---
name: datarobot-app-framework-cicd
description: Guidance for setting up CI/CD pipelines for DataRobot application templates using GitLab, GitHub Actions, and Pulumi for infrastructure as code. Use when setting up CI/CD pipelines, configuring deployments, or managing infrastructure for DataRobot application templates.
context-tokens: "~6 000 (SKILL.md) + ~2 000 (scripts/*) + ~400 per examples/* file"
---

# DataRobot Application Templates CI/CD Skill

This skill provides comprehensive guidance for setting up production-grade CI/CD pipelines for DataRobot application templates, including automated testing, review deployments, and continuous delivery.

## Quick Start

**Default behavior:** When a user asks to "set up CI/CD" without specifying a platform or backend, always use the [Simple Path](#simple-path-pulumi-cloud--github-secrets) below — three workflow files, two GitHub Secrets, done. Do not create `infra/scripts/`, do not add CI/CD tasks to `infra/Taskfile.yaml`, do not involve GPG encryption unless the user explicitly asks for it.
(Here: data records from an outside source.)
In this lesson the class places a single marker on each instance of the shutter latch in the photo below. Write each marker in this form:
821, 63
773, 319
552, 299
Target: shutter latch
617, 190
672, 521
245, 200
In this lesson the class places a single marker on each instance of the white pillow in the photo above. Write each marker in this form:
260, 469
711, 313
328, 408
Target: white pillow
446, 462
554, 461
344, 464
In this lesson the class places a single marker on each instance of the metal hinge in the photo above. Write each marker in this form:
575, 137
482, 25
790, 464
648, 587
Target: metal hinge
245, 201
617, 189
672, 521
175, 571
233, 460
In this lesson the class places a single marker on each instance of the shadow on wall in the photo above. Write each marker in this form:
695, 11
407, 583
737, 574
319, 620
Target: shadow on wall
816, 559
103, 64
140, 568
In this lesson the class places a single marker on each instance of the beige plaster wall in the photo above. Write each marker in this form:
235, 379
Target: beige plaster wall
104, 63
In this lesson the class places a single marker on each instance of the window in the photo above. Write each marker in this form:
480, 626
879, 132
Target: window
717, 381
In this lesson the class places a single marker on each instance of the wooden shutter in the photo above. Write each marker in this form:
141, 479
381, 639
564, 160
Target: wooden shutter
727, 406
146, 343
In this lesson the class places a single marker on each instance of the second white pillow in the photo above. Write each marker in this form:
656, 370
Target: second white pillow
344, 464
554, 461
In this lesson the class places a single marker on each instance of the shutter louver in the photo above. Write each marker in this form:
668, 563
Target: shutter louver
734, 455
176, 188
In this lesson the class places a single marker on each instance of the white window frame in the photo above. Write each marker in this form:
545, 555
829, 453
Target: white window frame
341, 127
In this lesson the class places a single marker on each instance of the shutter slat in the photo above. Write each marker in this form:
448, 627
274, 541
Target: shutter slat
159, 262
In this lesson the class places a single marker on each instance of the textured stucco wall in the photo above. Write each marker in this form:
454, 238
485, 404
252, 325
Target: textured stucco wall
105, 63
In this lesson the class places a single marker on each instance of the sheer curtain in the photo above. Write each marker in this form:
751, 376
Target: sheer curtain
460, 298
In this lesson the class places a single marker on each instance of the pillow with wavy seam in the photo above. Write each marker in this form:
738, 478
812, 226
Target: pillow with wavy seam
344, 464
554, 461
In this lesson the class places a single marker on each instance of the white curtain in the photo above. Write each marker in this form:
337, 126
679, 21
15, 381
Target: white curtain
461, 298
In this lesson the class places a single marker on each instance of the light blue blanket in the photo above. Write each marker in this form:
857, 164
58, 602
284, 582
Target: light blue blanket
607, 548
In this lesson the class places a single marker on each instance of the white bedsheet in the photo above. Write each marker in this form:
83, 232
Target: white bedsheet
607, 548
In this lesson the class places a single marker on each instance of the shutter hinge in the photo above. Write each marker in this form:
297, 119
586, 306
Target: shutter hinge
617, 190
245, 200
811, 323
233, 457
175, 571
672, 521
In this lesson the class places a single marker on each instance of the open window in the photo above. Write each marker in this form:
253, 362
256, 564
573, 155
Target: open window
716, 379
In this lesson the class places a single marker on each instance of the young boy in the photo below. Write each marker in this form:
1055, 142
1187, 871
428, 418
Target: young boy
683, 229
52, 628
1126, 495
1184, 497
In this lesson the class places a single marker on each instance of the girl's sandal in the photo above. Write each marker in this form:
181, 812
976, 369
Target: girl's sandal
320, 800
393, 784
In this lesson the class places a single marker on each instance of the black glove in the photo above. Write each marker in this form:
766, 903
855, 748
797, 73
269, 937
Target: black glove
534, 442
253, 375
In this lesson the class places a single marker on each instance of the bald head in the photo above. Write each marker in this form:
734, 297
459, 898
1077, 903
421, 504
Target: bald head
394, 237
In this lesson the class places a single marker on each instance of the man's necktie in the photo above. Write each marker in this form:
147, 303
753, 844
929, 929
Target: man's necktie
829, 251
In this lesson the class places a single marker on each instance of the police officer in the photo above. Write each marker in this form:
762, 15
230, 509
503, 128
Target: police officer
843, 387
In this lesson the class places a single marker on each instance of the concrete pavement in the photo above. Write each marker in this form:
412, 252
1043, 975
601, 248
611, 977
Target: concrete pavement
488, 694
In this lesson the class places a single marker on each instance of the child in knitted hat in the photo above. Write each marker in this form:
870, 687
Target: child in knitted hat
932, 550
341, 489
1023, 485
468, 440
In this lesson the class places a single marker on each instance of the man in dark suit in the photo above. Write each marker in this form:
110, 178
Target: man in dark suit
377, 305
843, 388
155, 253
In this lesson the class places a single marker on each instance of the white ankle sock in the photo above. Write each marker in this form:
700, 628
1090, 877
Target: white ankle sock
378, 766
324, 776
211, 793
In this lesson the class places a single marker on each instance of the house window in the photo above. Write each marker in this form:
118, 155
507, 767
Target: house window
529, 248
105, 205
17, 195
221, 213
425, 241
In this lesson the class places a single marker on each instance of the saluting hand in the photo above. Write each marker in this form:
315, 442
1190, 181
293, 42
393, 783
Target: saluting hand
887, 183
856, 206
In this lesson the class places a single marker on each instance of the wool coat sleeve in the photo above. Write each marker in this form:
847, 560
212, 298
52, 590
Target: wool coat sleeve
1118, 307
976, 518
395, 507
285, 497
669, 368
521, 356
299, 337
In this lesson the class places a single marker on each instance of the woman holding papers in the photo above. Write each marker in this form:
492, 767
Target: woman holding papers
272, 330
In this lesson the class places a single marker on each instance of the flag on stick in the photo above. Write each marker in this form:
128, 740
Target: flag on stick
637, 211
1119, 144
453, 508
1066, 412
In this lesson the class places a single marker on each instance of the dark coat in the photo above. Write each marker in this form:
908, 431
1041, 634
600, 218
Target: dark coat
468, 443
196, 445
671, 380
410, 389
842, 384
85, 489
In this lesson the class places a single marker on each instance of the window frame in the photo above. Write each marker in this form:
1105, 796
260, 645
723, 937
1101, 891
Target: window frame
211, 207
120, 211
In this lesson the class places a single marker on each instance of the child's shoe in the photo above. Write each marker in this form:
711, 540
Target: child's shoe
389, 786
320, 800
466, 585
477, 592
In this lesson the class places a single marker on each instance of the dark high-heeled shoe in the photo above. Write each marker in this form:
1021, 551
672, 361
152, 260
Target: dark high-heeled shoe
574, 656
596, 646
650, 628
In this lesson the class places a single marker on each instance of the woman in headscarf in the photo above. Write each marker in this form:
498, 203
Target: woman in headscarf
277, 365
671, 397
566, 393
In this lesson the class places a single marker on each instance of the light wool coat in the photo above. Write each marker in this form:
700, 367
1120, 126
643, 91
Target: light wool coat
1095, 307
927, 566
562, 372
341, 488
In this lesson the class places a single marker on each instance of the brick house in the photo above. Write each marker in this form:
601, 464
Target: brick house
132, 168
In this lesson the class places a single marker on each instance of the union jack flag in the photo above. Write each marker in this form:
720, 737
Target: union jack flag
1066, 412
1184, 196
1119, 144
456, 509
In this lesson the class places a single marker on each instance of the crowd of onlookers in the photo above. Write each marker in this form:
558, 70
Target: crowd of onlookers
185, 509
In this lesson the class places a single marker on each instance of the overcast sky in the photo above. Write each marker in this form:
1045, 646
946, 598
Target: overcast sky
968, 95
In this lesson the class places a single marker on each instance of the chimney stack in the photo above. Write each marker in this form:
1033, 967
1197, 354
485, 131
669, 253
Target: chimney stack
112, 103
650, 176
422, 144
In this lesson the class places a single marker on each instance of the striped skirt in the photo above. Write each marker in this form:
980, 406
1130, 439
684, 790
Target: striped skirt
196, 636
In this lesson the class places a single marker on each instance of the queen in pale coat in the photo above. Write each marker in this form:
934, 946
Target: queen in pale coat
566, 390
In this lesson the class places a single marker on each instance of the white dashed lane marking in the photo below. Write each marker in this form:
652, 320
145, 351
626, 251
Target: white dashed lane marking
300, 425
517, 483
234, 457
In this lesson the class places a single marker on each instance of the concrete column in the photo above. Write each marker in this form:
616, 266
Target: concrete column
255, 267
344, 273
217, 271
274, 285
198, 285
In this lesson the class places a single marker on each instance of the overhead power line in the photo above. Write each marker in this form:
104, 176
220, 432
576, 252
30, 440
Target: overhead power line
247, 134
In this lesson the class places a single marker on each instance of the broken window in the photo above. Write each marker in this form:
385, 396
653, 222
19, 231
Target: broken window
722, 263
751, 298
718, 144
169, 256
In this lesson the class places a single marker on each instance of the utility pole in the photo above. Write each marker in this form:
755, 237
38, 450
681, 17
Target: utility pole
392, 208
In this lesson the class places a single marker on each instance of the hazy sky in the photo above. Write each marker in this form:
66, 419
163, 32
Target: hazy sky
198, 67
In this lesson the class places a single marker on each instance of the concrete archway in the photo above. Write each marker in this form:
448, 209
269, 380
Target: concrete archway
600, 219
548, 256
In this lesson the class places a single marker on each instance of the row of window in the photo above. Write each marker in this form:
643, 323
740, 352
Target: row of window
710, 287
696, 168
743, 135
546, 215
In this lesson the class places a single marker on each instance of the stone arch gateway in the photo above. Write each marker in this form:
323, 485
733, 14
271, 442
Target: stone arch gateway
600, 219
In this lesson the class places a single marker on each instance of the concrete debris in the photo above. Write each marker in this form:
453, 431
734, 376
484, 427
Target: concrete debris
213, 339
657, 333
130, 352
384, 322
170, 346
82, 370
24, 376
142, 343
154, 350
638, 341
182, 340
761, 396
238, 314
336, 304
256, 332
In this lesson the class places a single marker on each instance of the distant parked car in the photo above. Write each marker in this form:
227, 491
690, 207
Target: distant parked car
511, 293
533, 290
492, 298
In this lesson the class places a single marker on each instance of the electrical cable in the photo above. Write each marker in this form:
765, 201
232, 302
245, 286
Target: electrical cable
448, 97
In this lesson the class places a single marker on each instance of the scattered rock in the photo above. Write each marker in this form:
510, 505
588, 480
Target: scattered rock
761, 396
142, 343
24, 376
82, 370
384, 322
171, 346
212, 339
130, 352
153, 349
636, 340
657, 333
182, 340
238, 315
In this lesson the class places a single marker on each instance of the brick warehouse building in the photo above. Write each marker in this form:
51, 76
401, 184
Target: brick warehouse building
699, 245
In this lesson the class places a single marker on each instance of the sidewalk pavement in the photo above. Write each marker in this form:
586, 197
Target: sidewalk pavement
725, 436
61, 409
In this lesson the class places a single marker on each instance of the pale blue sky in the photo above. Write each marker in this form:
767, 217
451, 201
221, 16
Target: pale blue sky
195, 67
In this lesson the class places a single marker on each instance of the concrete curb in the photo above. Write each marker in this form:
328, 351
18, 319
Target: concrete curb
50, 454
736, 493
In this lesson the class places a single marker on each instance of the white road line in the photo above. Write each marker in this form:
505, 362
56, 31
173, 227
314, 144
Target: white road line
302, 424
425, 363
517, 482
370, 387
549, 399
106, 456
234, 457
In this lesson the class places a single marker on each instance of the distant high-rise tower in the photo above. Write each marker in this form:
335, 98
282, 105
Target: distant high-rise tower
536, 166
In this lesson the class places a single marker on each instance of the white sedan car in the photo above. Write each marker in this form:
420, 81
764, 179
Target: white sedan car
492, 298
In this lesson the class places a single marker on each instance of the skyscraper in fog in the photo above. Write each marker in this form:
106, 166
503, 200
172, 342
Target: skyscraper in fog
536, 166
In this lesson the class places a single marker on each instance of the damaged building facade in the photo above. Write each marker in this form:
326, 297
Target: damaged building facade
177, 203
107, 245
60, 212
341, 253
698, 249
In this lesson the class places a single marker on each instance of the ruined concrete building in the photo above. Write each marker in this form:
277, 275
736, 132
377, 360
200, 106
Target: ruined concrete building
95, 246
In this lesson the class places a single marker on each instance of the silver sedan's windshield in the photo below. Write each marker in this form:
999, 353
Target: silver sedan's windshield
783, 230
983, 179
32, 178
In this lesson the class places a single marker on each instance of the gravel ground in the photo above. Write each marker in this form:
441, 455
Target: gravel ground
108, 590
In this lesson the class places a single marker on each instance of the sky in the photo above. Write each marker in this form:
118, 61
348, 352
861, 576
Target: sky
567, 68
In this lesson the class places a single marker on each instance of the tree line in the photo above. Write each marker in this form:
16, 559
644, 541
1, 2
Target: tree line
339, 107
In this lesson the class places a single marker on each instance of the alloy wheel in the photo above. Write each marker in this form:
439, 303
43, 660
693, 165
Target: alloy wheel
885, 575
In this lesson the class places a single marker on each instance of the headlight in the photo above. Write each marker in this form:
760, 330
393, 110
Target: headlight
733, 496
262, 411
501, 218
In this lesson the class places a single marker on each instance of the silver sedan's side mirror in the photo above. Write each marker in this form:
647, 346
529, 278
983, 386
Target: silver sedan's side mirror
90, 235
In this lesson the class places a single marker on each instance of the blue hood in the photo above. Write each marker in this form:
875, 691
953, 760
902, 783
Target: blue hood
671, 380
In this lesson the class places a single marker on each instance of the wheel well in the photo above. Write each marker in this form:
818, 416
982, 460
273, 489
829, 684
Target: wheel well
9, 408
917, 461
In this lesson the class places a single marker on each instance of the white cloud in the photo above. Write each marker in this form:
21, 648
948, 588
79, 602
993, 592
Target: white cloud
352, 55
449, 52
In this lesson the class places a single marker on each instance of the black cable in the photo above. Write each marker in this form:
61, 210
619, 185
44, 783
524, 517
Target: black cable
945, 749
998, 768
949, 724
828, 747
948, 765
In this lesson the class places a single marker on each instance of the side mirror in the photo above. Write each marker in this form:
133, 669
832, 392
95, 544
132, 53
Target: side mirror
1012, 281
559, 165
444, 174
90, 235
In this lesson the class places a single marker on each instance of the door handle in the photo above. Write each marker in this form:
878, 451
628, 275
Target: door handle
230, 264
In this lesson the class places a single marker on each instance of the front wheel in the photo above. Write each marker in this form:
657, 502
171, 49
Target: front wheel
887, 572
Only deviate from the simple path when the user specifies:
- A specific Pulumi state backend (Azure Blob, S3, GCS) → use `scripts/` and see [Implementation Pattern](#implementation-pattern)
- GitLab CI/CD → see [GitLab CI/CD Configuration](#gitlab-cicd-configuration)
- Many secrets to manage → consider GPG approach in `scripts/`

## Simple Path: Pulumi Cloud + GitHub Secrets

For most data scientists and AI engineers, this is all you need. No GPG encryption, no cloud storage account, no extra scripts.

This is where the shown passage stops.